Disciplines involved: Illustration

Faculty: Martha Rich and Esther Pearl Watson  


Overview

Designmatters at Art Center has partnered with two community-based organizations, Mpala Community Trust (MCT) and Nomadic Community Trust (NCT), to develop an innovative design project aimed at greatly improving health outcomes in remote Kenyan communities.

The partnership resulted in an original proposal, Integrated Mobile Health Clinics for Remote Communities in Kenya, which was selected from more than 2,900 projects as one of the 105 finalists in the prestigious Development Marketplace competition, sponsored by the World Bank in May 2007. With the motto “Turning ideas into action,” this international grant competition funded creative, entrepreneurial development projects that have the potential to be expanded or replicated.

In the Laikipia and Samburu districts of northwest Kenya, remote, poverty-stricken communities suffer from a lack of medical care, as well as access to education and family planning. MCT’s existing integrated mobile health clinics make use of trucks, camel convoys, bicycles and foot travel to bring “door-to-door” service to these scattered, nomadic people. Based on evaluation of the current program, Designmatters and MCT have developed a multi-component design intervention to the existing mobile clinic operation.

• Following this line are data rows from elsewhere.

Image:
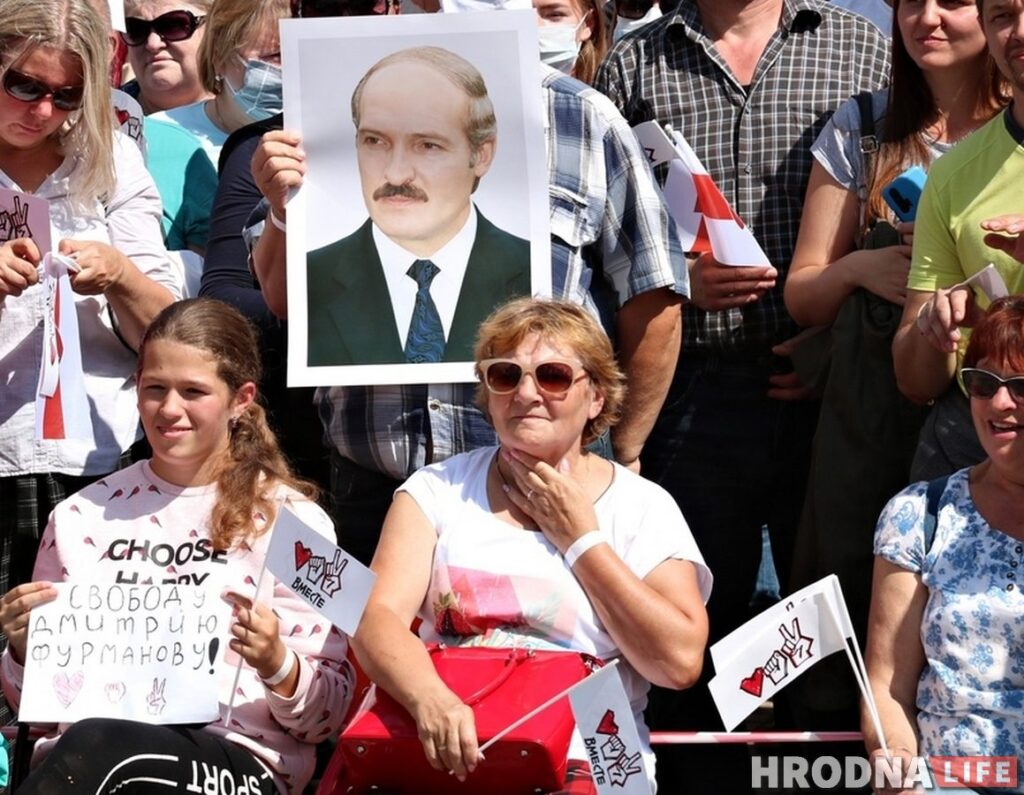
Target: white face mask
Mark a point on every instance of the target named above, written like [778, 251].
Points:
[624, 26]
[559, 47]
[456, 6]
[260, 93]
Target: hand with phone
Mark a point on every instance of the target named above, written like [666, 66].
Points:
[903, 194]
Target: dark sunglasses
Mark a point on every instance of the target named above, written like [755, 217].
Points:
[173, 26]
[312, 8]
[502, 376]
[633, 9]
[26, 88]
[981, 383]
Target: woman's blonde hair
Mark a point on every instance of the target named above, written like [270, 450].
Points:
[254, 464]
[562, 325]
[230, 25]
[77, 28]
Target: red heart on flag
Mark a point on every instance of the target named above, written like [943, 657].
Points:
[302, 554]
[607, 724]
[754, 682]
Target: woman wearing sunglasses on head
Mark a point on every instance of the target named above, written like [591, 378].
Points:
[57, 142]
[542, 518]
[946, 628]
[163, 38]
[240, 67]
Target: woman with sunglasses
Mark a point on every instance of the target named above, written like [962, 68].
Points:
[946, 630]
[57, 142]
[480, 546]
[240, 70]
[163, 39]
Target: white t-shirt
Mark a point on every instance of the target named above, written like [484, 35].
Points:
[129, 221]
[498, 585]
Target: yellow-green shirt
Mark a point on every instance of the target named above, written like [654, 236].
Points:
[979, 178]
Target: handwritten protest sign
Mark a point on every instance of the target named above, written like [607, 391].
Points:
[142, 653]
[334, 584]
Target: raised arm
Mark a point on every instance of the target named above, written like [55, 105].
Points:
[394, 658]
[279, 167]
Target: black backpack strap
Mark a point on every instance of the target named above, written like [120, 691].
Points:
[932, 496]
[868, 141]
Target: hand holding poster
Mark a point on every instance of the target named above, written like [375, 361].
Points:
[704, 218]
[335, 584]
[142, 653]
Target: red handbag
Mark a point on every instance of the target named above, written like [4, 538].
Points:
[380, 750]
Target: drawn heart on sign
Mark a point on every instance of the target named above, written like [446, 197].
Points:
[754, 682]
[302, 554]
[607, 724]
[67, 687]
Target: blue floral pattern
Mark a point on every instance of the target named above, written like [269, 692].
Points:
[971, 692]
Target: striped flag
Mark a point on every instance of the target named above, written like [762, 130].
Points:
[61, 405]
[704, 218]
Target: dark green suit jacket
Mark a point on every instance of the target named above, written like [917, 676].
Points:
[350, 319]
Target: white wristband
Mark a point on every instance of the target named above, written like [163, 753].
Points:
[582, 544]
[282, 673]
[275, 220]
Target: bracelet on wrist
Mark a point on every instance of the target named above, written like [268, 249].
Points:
[583, 544]
[282, 673]
[275, 220]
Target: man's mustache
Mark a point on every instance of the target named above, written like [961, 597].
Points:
[407, 191]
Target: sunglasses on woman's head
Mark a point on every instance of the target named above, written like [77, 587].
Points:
[502, 376]
[173, 26]
[26, 88]
[982, 384]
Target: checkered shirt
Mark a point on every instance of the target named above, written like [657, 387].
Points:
[754, 140]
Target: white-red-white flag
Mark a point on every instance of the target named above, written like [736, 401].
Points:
[605, 722]
[705, 219]
[61, 404]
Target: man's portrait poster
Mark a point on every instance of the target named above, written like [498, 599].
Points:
[425, 201]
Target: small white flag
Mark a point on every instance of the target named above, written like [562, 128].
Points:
[316, 571]
[604, 720]
[781, 652]
[704, 218]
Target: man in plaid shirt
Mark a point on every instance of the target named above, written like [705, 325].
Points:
[750, 84]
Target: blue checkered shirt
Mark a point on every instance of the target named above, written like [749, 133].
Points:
[754, 140]
[607, 219]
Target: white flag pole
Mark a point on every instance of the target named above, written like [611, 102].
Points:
[543, 707]
[259, 582]
[860, 674]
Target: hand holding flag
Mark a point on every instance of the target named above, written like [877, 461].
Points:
[731, 269]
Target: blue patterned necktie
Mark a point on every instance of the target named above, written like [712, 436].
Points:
[426, 334]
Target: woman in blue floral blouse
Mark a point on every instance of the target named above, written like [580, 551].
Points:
[945, 646]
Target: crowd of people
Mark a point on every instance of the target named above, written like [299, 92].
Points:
[626, 441]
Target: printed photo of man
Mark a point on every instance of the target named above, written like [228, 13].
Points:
[414, 282]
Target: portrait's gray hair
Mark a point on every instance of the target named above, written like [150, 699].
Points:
[77, 28]
[482, 126]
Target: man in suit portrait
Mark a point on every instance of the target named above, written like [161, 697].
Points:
[414, 282]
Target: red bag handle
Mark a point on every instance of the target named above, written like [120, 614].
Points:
[515, 658]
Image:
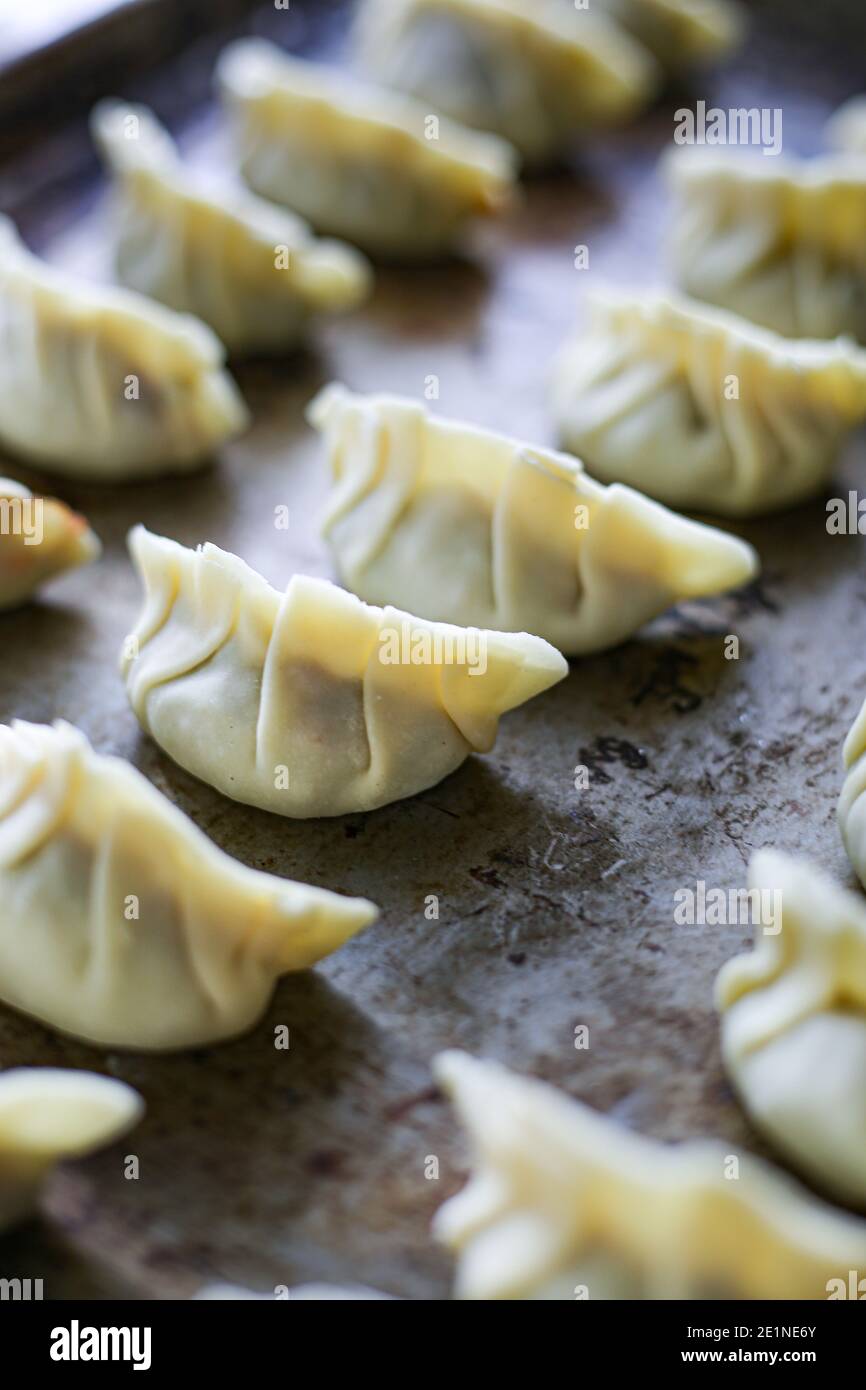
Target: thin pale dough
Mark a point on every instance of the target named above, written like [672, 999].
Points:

Key Innovation Components of the Project:

• A multi-function, camel-packaging system to improve efficiency of mobile clinics
• New solar-powered refrigeration units or transport by camel to carry vaccines and medicine requiring refrigeration
• Introduction of culturally appropriate Information, Education & Communication (IEC) health materials
• Integration of solar panels into clinics, providing power for lighting and refrigeration, and to operate monitors and video equipment for IEC health education sessions

Princeton University’s Institute of Science and Technology of Materials (PRISM), which served as a consultant during the earlier stages of the proposal, is now collaborating closely with Art Center to create a prototype of the camel pack which will be tested in Kenya in 2008. Project Concern International (PCI), a nonprofit global health organization based in San Diego, California, has also partnered with Art Center and will conduct additional field testing of the prototype through their program in Ethiopia.

In Fall 2007, IEC health materials were created through a Transdisciplinary Studio hosted by the Department of Illustration at Art Center. Pilot testing of the resulting educational visuals is currently in progress.